During the early evening of July 7 at the 95th Oregon Trail Days Kickoff Barbecue and Street Dance, which featured music by Dynamics, customers who had been listening and dancing to the vibrant tunes, lined up at a vintage ice cream truck parked in front of the Scotts Bluff County Courthouse. The soft serve cones were the perfect remedy to temperatures which soared from the 90s to the triple digits, and Melinda Magdaleno sat on a nearby bench trying to stay cool as her husband Victor took his turn serving ice cream.

Lyman residents, the family owns and operates an ice cream truck called the Cony-X-Press or the Ding-Ding, a Dandy-Dan Ice Cream Truck Model made by the Ford company for Mister-Softie Ice Cream Company in 1959. She, her husband Victor, who makes most of the preparations, and son Teigan, 15, dish up three flavors: vanilla, chocolate, and Twist (a swirl of chocolate and vanilla). The truck also makes Root Beer Floats, Banana Splits, Sundaes Shakes, and Sno-Cones.

The family has driven the truck from their home in Lyman to Gering during July’s Oregon Trail Days serving ice cream at the downtown concert and Kiddie Parade for the past 25 years. They’ll also make an appearance at Horse Creek Rendezvous Days in Morrill this weekend (July 15-16); then they’ll be at Tabor Day in Minatare later this summer; and throughout the warm months at events as far away as Alliance and Kimball. Instead of driving the truck to these far-away distances, “we tow it, to save it from it wear and tear,” she said.

The Magdaleno family came by the truck when it was sold to them by Melinda’s brother and his wife, Fernando and Sara Moreno of Minatare, after they had it for only a few years. The Moreno family acquired it from Gering Junior High teachers Norbert Parr and Junior Alvarez, when Melinda and her childhood friends made a habit of chasing after it.

“It’s getting old like pulling your grandpa along,” Melinda said. “We enjoy people coming up to us and asking about the ice cream truck.

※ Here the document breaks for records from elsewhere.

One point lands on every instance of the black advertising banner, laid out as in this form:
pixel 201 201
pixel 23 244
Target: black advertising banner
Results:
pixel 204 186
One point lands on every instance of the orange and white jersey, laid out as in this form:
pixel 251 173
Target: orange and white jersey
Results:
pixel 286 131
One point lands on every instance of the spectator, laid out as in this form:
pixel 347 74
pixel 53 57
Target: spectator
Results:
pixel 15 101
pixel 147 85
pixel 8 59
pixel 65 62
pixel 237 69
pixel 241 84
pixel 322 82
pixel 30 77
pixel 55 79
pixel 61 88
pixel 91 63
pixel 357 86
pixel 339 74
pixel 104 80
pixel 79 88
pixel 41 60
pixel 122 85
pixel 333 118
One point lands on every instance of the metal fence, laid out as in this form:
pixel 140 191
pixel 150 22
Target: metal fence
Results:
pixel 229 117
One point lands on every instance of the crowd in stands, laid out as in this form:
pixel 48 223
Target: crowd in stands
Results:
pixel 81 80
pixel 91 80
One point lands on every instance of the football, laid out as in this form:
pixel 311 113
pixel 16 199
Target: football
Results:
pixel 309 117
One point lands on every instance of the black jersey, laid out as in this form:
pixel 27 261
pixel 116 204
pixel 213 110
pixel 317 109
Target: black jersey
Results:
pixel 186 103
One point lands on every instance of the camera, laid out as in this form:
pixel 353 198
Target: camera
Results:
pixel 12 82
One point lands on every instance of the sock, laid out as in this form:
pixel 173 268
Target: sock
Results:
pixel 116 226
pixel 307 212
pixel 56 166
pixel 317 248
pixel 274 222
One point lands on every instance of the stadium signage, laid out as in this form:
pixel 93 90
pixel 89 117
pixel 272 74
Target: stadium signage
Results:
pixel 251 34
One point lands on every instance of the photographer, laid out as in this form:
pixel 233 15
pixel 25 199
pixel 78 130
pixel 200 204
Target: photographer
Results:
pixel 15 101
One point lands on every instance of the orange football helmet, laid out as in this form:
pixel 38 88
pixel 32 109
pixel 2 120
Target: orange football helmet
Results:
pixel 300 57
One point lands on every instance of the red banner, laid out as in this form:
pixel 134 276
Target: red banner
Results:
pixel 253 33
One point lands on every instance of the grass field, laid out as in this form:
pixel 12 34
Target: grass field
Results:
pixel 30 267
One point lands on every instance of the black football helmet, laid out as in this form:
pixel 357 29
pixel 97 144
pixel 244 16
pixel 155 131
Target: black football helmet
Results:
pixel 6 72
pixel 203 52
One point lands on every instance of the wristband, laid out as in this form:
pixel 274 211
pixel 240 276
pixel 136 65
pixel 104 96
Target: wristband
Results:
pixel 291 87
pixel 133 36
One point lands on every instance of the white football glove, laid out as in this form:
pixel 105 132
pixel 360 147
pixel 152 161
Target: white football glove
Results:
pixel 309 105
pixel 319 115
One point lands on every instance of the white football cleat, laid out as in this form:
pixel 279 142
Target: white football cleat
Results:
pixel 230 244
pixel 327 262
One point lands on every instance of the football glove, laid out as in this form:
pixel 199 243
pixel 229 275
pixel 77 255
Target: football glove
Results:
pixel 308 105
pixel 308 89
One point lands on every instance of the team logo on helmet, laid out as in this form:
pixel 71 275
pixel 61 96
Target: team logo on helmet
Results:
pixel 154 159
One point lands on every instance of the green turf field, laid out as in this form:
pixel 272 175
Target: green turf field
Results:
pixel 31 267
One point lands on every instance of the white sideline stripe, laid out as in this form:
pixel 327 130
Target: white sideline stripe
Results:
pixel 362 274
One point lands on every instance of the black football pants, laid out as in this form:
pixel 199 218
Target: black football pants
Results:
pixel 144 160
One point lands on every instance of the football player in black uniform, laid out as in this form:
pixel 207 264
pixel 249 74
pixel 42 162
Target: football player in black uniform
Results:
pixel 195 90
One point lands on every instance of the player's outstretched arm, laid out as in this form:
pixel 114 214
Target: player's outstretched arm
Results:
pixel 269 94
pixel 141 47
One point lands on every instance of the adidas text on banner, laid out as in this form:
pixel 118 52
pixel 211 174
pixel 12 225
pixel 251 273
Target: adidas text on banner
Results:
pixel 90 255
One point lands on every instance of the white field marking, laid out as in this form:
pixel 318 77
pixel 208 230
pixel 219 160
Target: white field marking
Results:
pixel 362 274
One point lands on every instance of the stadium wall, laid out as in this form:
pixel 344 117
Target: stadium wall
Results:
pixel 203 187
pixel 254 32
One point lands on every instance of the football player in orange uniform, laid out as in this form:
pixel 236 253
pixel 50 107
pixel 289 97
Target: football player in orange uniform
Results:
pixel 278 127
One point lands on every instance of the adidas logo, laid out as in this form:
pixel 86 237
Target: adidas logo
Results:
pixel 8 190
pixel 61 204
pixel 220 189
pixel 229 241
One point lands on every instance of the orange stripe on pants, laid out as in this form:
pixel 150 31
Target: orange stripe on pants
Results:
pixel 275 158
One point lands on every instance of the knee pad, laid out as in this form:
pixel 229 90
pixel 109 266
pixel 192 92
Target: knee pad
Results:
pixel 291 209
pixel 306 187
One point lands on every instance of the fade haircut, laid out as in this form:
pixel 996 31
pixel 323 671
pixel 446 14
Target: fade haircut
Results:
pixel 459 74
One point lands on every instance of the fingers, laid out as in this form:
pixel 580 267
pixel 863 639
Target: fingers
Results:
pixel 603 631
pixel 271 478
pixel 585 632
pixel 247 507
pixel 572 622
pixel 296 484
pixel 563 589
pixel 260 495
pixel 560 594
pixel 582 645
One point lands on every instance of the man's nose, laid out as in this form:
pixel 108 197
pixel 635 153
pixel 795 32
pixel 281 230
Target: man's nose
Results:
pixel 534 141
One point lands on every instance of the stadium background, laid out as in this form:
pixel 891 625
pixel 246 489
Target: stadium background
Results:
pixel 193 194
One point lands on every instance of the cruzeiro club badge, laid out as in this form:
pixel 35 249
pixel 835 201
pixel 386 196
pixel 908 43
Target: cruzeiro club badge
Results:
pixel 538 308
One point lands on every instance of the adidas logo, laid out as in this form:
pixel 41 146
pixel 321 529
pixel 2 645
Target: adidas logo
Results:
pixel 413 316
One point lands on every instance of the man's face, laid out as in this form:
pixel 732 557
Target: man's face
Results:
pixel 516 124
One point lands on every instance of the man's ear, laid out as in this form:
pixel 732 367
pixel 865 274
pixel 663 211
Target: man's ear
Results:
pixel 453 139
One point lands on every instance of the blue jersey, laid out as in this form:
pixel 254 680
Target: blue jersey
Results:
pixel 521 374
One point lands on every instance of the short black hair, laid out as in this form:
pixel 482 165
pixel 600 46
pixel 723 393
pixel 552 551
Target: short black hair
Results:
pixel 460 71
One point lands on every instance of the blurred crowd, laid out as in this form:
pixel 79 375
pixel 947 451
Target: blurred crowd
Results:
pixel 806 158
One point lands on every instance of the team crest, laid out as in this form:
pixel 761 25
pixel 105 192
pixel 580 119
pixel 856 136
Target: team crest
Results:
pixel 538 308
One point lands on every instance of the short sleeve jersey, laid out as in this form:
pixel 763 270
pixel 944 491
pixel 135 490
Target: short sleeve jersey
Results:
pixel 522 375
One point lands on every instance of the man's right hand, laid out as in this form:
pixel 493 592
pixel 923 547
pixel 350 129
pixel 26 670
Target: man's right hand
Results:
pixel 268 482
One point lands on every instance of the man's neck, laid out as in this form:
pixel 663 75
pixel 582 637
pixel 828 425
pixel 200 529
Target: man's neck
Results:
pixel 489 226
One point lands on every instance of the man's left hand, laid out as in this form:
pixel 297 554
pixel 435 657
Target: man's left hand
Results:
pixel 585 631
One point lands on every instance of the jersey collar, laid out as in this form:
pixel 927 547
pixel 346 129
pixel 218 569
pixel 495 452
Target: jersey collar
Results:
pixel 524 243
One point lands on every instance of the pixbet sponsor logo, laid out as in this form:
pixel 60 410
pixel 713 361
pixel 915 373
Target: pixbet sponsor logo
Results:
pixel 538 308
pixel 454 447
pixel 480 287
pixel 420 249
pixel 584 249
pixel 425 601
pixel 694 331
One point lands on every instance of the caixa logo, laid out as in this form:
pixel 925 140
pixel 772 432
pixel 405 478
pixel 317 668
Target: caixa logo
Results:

We have spent most of our summers doing this. My son’s friends will say to him, ‘this is my new best friend.’ One time, the Morrill cheerleaders painted his face, and he wanted to give them all ice cream cones.”

In her younger days, Melinda remembers running after the same ice cream truck from her home on 4th Street in south Gering, near McKinley Elementary. “We’d ask our parents for change, but by the time it took for them to give us money, the truck had moved on.
The driver would go across the railroad tracks north, and then we’d have to figure out where he might be, timing it just right. He would have half the kids in the neighborhood following him. Most people remember the ding-ding, which was different because other ice cream trucks played music.”

Though the truck has had a few upgrades, with a machine that produces more than one flavor, vanilla, and getting a set of wheels a few years back, it stands in original condition thanks to the tender loving care provided by the Magdaleno family.

“Now that I caught it, I won’t sell it,” Melinda said, relating how a friend from Colorado who had come for Oregon Trail Days remarked how the Cony-X-Press brought back memories, transporting him back in time. “It’s like a childhood dream. That’s something you don’t sell,” Melinda said. “My dad told me a story. We as kids ordered ice cream. We didn’t know about the concept of making money then. So we didn’t pay. He told the driver to not allow his kids to order ice cream unless he or his wife was present. We still get that. Kids come up to us with a handful of change, and it doesn’t matter how much they bring.”

Melinda said she keeps a bucket of coins from such occasions in the Cony-X-Press. She said, “We want to see them get ice cream. No one walks away without getting something.”